Его отец, весьма восхищенный этим лихорадочным стремлением к призванию, свойственным тем, у кого не хватает сил следовать тому, что они действительно чувствуют, ждал.
Но тем временем желудок его сына, который столько лет оставлял его в покое, снова начал самостоятельно переваривать пищу. После диспепсии пришли неврастенические состояния, а с ними и отчаянная навязчивая потребность чувствовать. И микробы, и ужас перед туберкулезом. Это были тяжелые три года, когда не нужно было делать абсолютно ничего – думать – это не работа для неврастеника, – которые Рохан переваривал так же болезненно, как и свой кефир.
VII
Однако однажды, выходя из дома, он зашел в булочную и купил хлеб за пять центов, который съел до последней крошки. В течение недели он выпивал всего три чашки йогурта в день. Но после долгих раздумий он наконец подсчитал их, рассуждая следующим образом:
Любое расстройство поврежденного желудка поддается режиму, соответствующему характеру этих расстройств: диета, молоко, висмут, бикарбонат. Я испробовал все и не почувствовал ни малейшего облегчения. Если бы мой желудок был действительно болен, то после месяца сурового режима я неизменно чувствовал бы себя лучше; немного, может быть, но лучше. И вот, пожалуйста, один глоток воды причиняет мне такую же боль, как и полноценный прием пищи. Что абсурдно нелогично. Тогда у меня ничего нет в желудке.

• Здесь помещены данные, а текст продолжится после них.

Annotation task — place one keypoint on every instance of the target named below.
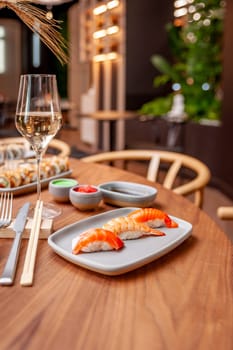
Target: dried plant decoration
(35, 19)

Так и случилось. Кроме неприятных ощущений от обжорства, он ничего не почувствовал от своего хлеба, и со следующего дня он исцелился, причем с убеждением, что больше никогда не позволит своему желудку беспокоить себя.
Здоровый теперь, он больше не думал о фальшивой эрудиции и синих рабочих блузках. Он многое видел ясно, по той простой причине, что отдал дань своим зонтикам, а также потому, что был, прежде всего, на восемь лет старше. Он не искал больше призвания и уже начинал ощущать свое собственное, которое заключалось в глубокой и болезненной искренности с самим собой. Но у него тоже не было настроения ни на что, и через некоторое время он вернулся.
Во время своего пребывания он почти не переписывался с семьей де Элизальде. Он получил пять или шесть писем от Мерседес, на которые отвечал с большим опозданием. В первые четыре года он послал только одно, потому что хотел порвать со всеми своими воспоминаниями об Америке, чтобы чище жить впечатлениями Парижа. Затем, мало-помалу, его зарождающаяся искренность стерла все, что не принадлежало ему, и в таком состоянии он написал Мерседес длинное письмо, полное нежности, давая ей отчет о бесконечном количестве пустяков, доказывая, что чувствует себя лучше и счастливее. Мерседес ответила таким же длинным письмом. Так он узнал, что Лола вышла замуж, но что ей, несмотря на "ее красоту", грозит большая опасность никогда этого не сделать. "Мне уже двадцать шесть лет, а ты так далеко! Все ли у тебя в порядке с желудком", и так далее, и так далее.